Created by the Dodd-Frank Act, FSOC is comprised of federal and state regulators and an independent insurance expert appointed by the President. SIFIs are required to conduct regular stress tests, prepare credit exposure reports, and draft “living wills” that document resolution and liquidation plans. They may also face enhanced prudential standards, including requirements regarding risk-based capital and leverage, liquidity, risk management, early remediation, and credit concentration.

MetLife’s designation was made at a Sept. 4 FSOC meeting, making it the fourth non-bank to receive SIFI status. Similarly designated banks include Goldman Sachs, JPMorgan Chase, Morgan Stanley, Citigroup, Bank of America, Merrill Lynch, and Wells Fargo.

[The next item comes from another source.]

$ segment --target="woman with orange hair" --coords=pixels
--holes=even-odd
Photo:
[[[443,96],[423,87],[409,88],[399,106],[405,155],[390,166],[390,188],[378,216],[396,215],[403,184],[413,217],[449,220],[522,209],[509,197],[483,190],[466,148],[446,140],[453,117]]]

MetLife’s lawsuit challenges both the specifics of its designation and the general approach taken by FSOC. The company rejected the notion that it could pose a threat to U.S. financial stability calling that conclusion “arbitrary and capricious” and “reached through a procedure that denied MetLife its due process rights and violated the constitutional separation of powers.”

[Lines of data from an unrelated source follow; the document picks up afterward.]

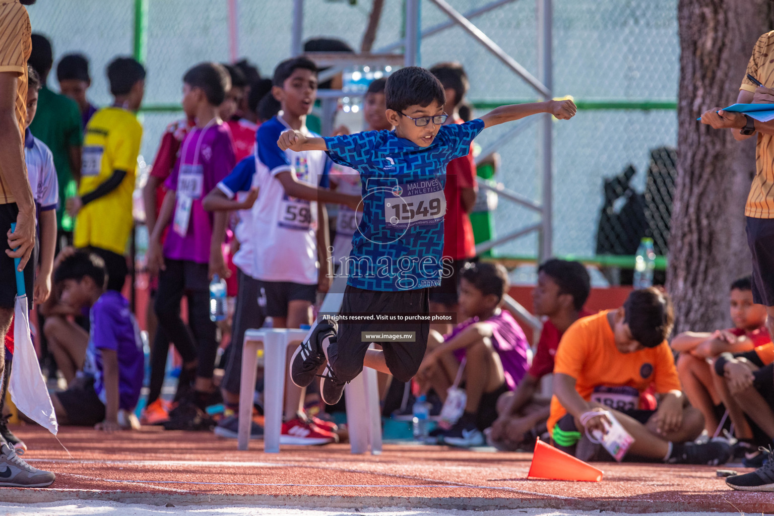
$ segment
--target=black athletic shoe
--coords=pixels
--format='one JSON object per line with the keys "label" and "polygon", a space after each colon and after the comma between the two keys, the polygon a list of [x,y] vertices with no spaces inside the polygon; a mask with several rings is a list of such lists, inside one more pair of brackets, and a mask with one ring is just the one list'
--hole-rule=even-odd
{"label": "black athletic shoe", "polygon": [[26,451],[27,445],[19,438],[16,437],[8,428],[8,420],[10,416],[0,415],[0,441],[13,445],[14,448],[21,448]]}
{"label": "black athletic shoe", "polygon": [[320,317],[307,334],[290,358],[290,379],[299,387],[307,387],[314,381],[317,371],[325,364],[323,340],[336,335],[336,322]]}
{"label": "black athletic shoe", "polygon": [[774,453],[767,448],[761,451],[766,457],[763,466],[752,473],[728,477],[729,487],[740,491],[774,491]]}
{"label": "black athletic shoe", "polygon": [[330,364],[325,366],[325,371],[320,374],[320,397],[324,403],[336,405],[344,394],[344,386],[346,381],[341,381],[330,370]]}
{"label": "black athletic shoe", "polygon": [[170,420],[163,425],[166,430],[210,430],[215,422],[193,400],[186,398],[170,411]]}
{"label": "black athletic shoe", "polygon": [[731,456],[731,448],[724,440],[714,440],[704,444],[686,443],[683,453],[669,460],[672,464],[724,464]]}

Among the claims presented in the lawsuit:

“FSOC made “numerous critical errors” that fatally undermined the reasoning in its final designation. It failed to understand, or give meaningful weight to, the comprehensive state insurance regulatory regime that supervises every aspect of MetLife’s U.S. insurance business.

FSOC fixated on MetLife’s size and so-called interconnections with other financial companies—“factors that, considered alone, would inevitably lead to the designation of virtually any large financial company”—and ignored other statutorily mandated considerations that weighed sharply against designation.

“FSOC consistently relied on vague standards and assertions, unsubstantiated speculation, and unreasonable assumptions that are inconsistent with historical experience, basic economic teachings, and accepted principles of risk analysis.”

“FSOC wholly ignored the tools used by federal regulators to assess the potential impact of severely adverse economic conditions in other contexts, including Federal Reserve Board ‘stress tests.’”

FSOC denied MetLife access to data and materials used to make its designation, depriving the Company of an opportunity to rebut assumptions and respond to its analysis. This violated the firm’s due process rights, the suit says.

MetLife also argued that it is not predominantly engaged in financial activities and FSOC’s designation authority is limited by the Dodd-Frank Act to “U.S. nonbank financial companies.” MetLife is not a “U.S. nonbank financial company” eligible for designation, the lawsuit says,  because it derives more than 15 percent of its revenues from, and more than 15 percent of its assets are related to, insurance activities in foreign markets.

The company adds that FSOC had “an obligation to consider reasonable alternatives to designating MetLife as systemically important.” Those alternatives include the “activities-based approach” FSOC is presently considering for asset managers. It would impose enhanced supervision on certain activities deemed to be particularly risky, without designating the entire company as systemically important. Despite “the repeated statements of key legislators and federal financial regulators that traditional insurance activities do not pose systemic risk to the economy,” FSOC provided “no reasoned explanation for failing to pursue an activities-based approach for insurance companies.”

In a more general criticism, MetLife called the designation process “opaque” and objected to “procedural shortcomings that severely impaired its ability to respond.”